Saturday, April 25, 2009
Folly of fluffy
Three teenage girls on the Skytrain, loud and full of themselves sitting across from me, suddenly get quiet and I hear, “...like her, just shoot me.” I realize they’re talking about me; they’re judging me. Before, I might have taken it personally; now, I think “sure, honey, come see me when you’re 50, and I’ll pull the trigger for you.” I never got that shallow, loud, fluff that passes as self-aggrandizement: ooh, look at my toenails. Ooh, look how tight my butt is. Ooh, there’s a boy nearby, let’s talk louder. Okay, back to work for me. But I just had to say it.
Walk it off, walk it off
Friday morning started out as a stellar morning. I’d dropped 2 lbs the previous day. All Friday, I was so good. Ate carefully and consciously, drank lots of water, worked out (45 minutes of cardio plus 1 hour of weights). By the evening, I’d gained - yes, gained - 4.5 lbs. It was a devastating blow, and my immediate reaction is to be demoralized. I was hungry when I got home, and cooked a low-carb stir-fry. I also roasted an organic chicken, and had a chicken leg. Woke up this morning having gone down 1 of those 4.5 lbs and felt intense frustration. It’s a completely irrational reaction, to be sure. But that’s part of my unhealthy relationship to food. When I get frustrated, I’m less likely to restrain myself. (Is that called acting out? Re-acting out?)

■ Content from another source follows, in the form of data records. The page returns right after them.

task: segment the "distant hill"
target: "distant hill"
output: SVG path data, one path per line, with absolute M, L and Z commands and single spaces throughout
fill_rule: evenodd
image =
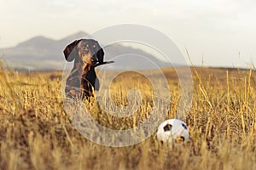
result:
M 86 37 L 88 34 L 84 31 L 77 32 L 60 40 L 54 40 L 44 37 L 36 37 L 26 42 L 20 42 L 15 47 L 3 49 L 3 60 L 9 65 L 16 70 L 63 70 L 66 60 L 63 56 L 63 49 L 70 42 L 76 39 Z M 105 60 L 109 60 L 113 56 L 119 56 L 124 54 L 137 54 L 144 56 L 153 63 L 156 63 L 160 67 L 170 67 L 170 64 L 163 62 L 152 54 L 131 47 L 123 45 L 113 45 L 108 47 L 105 50 Z M 145 62 L 134 63 L 126 56 L 122 58 L 114 65 L 114 68 L 131 69 L 151 69 L 151 66 L 145 65 Z M 142 60 L 142 59 L 141 59 Z

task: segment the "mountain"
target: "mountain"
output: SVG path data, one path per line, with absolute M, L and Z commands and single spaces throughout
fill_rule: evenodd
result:
M 79 31 L 60 40 L 54 40 L 42 36 L 32 37 L 17 44 L 15 47 L 4 48 L 4 57 L 3 59 L 9 66 L 16 70 L 63 70 L 66 64 L 63 55 L 65 47 L 74 40 L 84 38 L 88 35 L 86 32 Z M 160 67 L 172 66 L 142 49 L 120 44 L 108 46 L 106 48 L 104 48 L 104 51 L 105 60 L 113 60 L 113 57 L 124 54 L 136 54 L 144 56 L 152 63 L 157 63 Z M 151 66 L 150 65 L 145 65 L 143 58 L 139 59 L 141 62 L 134 62 L 132 59 L 136 59 L 134 58 L 136 56 L 131 58 L 131 55 L 127 54 L 123 58 L 114 58 L 117 62 L 113 65 L 113 68 L 150 69 L 152 67 L 152 65 Z M 69 65 L 72 65 L 72 64 Z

I fell off the wagon a bit in the morning, having a croissant at breakfast. At the day-long meeting, they brought in muffins in the morning and sandwiches for lunch. (I took off the top piece of bread, and ate as much of the filling as I could without eating the bottom slice.) I made a point of having meat and salad late afternoon, and other than suffering terrible indigestion - I suspect from the vestiges of the bread mixing with the protein and salad, it kept me going. I also walked across downtown twice, from the university to the West End, and then back to the Skytrain station. Oh yes, I fell off the wagon at night, too, accepting an offered piece of an Australian chocolate-covered licorice stick, which I’d bought for E, as I knew it was a childhood favourite of hers.
Tomorrow will have to be a big work-out day, as Ineed to get myself back on track as soon as possible.